I ripped a recording of Ein Heldenleben from the library years ago and I'm now trying to catalogue my music and I cannot find any information on the conductor of this recording. I have been listening to audio samples of tons of recordings, but so far, no match.
What do I do??


----------



## thisisboland (Dec 25, 2007)

PS. the first 3 track lengths are:
4:06
3:32
7


----------



## david johnson (Jun 25, 2007)

check w/the library.

dj


----------



## Delicious Manager (Jul 16, 2008)

You could try not illegally ripping CDs and buying legal copies - then you'd have all the information you need!


----------



## Yagan Kiely (Feb 6, 2008)

> You could try not illegally ripping CDs and buying legal copies - then you'd have all the information you need!

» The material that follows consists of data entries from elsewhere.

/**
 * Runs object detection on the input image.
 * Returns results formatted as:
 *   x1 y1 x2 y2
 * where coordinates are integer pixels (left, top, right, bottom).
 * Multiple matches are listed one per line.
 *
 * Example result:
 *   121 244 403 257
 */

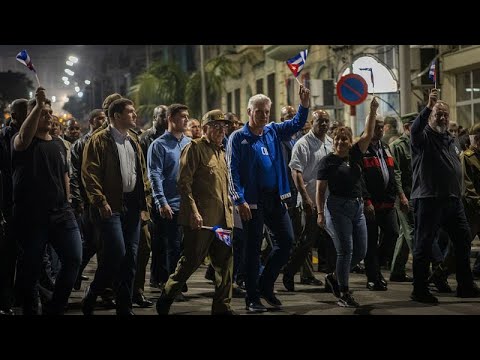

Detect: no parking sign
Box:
337 74 368 105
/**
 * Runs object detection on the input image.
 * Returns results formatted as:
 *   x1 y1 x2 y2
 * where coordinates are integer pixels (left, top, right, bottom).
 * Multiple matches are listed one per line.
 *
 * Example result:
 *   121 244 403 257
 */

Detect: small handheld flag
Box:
358 68 375 95
202 225 232 246
287 50 308 85
428 60 437 88
16 50 40 86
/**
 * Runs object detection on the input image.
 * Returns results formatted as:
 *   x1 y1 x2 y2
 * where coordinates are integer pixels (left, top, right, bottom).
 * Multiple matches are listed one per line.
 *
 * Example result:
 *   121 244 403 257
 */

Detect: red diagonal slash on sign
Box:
343 81 362 98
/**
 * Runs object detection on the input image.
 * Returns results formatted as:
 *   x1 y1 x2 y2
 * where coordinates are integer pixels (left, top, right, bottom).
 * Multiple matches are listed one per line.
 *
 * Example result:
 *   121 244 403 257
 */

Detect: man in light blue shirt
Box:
147 104 191 282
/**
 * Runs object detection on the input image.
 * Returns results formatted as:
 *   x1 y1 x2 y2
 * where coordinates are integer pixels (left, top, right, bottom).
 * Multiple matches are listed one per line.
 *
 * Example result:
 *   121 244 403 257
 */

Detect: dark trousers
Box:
0 216 18 310
133 221 151 294
232 228 246 284
75 205 101 276
283 211 337 276
413 197 473 293
242 192 294 301
364 207 398 281
151 211 183 282
90 198 140 311
16 210 82 315
164 226 233 314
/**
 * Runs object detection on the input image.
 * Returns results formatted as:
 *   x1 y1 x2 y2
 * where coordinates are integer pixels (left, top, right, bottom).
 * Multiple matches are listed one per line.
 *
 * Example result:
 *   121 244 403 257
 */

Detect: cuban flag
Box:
358 68 375 87
212 225 232 247
17 50 37 73
428 60 437 82
287 50 308 77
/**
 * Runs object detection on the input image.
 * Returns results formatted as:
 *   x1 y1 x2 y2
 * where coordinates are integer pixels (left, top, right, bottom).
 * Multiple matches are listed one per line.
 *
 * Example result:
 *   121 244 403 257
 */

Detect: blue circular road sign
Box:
337 74 368 105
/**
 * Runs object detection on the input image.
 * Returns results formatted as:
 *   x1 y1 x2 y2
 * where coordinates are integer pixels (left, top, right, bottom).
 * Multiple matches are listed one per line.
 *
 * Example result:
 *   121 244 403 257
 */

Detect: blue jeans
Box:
232 228 246 284
16 210 82 315
325 194 367 292
90 203 140 310
242 192 294 301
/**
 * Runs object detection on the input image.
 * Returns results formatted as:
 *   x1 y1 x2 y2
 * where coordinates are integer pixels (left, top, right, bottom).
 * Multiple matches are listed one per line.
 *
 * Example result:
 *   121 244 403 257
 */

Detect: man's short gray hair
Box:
247 94 272 110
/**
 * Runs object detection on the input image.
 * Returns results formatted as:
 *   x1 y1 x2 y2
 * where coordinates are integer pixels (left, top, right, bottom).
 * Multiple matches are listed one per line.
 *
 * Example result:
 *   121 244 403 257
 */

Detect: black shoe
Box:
245 299 268 313
300 277 323 286
456 283 480 298
237 280 247 291
282 272 295 292
81 286 97 315
432 276 453 294
260 292 282 309
99 296 117 310
212 309 238 316
337 293 360 308
325 273 341 298
73 276 82 290
351 264 365 274
0 309 15 316
390 274 413 282
175 293 187 302
117 308 135 316
232 286 245 298
150 281 164 289
155 291 173 315
367 280 387 291
410 290 438 304
132 293 153 308
205 265 215 283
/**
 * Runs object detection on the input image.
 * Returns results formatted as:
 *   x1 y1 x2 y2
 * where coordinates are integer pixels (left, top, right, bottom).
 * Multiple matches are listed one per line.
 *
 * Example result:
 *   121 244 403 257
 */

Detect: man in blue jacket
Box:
227 85 310 312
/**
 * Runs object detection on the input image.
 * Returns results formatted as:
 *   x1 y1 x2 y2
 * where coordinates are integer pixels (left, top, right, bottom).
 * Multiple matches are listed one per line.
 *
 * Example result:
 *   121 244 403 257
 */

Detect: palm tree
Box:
185 55 239 116
129 62 186 123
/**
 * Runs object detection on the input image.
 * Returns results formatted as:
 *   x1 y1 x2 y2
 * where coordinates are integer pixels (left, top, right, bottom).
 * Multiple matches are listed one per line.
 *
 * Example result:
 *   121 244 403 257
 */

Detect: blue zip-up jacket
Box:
226 105 308 209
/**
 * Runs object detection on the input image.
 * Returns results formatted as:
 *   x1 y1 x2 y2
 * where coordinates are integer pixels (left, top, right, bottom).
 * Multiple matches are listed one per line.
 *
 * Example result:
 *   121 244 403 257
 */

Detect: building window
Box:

Just because it is illegal doesn't make it in the slightest immoral. It is/was illegal to be religious is certain countries, is it wrong to be so?

Copyright is stealing, and it doesn't help artists.


----------



## YsayeOp.27#6 (Dec 7, 2007)

thisisboland said:


> I ripped a recording of Ein Heldenleben from the library years ago and I'm now trying to catalogue my music and I cannot find any information on the conductor of this recording. I have been listening to audio samples of tons of recordings, but so far, no match.
> What do I do??


If you duplicated the cd, you can load your copy with Winamp, which will look for track tags in CDDB.

If you copied the cd into mp3 you can try using any software that connects to the CDDB or FREEDB (I think that was the name) and retrieves information.


----------